The season runs from June 1 to Nov. 30. But the months of August, September and October have accounted for more than 8 in 10 of the 600-plus hurricanes recorded since 1866.
Those three months account for about 95 percent of all “major” hurricanes, those with top sustained winds of at least 111 mph.
And the six weeks starting around mid-August have generated more than half of all recorded hurricanes.
The misleading calm during the first two months of hurricane season is a period forecasters sometimes call the “preseason.” It averages only one hurricane every other year. Forecasters worry that will lull people in strike zones.
This is the first year since 2004 in which no storm developed somewhere in the Atlantic basin before the end of July. And the 2004 season had been only the third in 15 years.
But the tropics made up for lost time in 2004, generating 15 storms — the historical average is about 10 — with four slamming Florida between early August and late September.

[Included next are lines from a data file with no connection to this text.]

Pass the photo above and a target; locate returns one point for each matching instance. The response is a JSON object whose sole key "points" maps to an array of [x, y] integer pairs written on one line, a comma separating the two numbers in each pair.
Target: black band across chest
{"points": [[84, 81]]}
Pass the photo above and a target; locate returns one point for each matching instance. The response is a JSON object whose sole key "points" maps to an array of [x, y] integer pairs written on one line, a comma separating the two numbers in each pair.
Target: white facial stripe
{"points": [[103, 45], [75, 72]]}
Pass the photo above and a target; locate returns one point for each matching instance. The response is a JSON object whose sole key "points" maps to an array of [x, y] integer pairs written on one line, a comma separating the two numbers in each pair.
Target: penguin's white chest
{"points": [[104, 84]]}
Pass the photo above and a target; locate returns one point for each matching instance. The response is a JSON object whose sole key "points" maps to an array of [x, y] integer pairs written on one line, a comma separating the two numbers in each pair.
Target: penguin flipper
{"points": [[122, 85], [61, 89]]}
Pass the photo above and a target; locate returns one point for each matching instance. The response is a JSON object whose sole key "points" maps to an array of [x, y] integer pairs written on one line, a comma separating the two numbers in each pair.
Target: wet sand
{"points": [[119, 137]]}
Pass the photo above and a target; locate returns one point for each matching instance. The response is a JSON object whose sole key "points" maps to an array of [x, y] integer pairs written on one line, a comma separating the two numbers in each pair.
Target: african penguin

That had never happened before in Florida, and not in any state since Texas in 1886.
Two of those, Frances and Jeanne, are well known to residents of Palm Beach County and the Treasure Coast.
The reasons we’re approaching the height of the season:
— Water in the Caribbean Sea and Atlantic Ocean, which provides the energy for storms, is at its warmest.
— Wind shear, the difference between high and low winds, which tends to “kneecap” storms, is at its weakest.
— Lower levels of the atmosphere are loaded with moist air.
— And conditions are best for the powerful tropical waves to form off the African coast and then have the warm water of the central Atlantic Ocean to fuel them as they move toward North America.
By late October, ocean temperatures are beginning to drop and cold fronts start pushing from the northern regions, increasing wind shear.
One encouraging sign for this year: El Niño has returned. Scientists say it tends to limit the formation of tropical storms and hurricanes in the Atlantic.
Limit, but not necessarily eliminate.
Relatively quiet seasons still can generate storms.
And as Tropical Storm Fay showed last year, inundating much of the Treasure Coast, a storm doesn’t need to be a monster to do a lot of damage.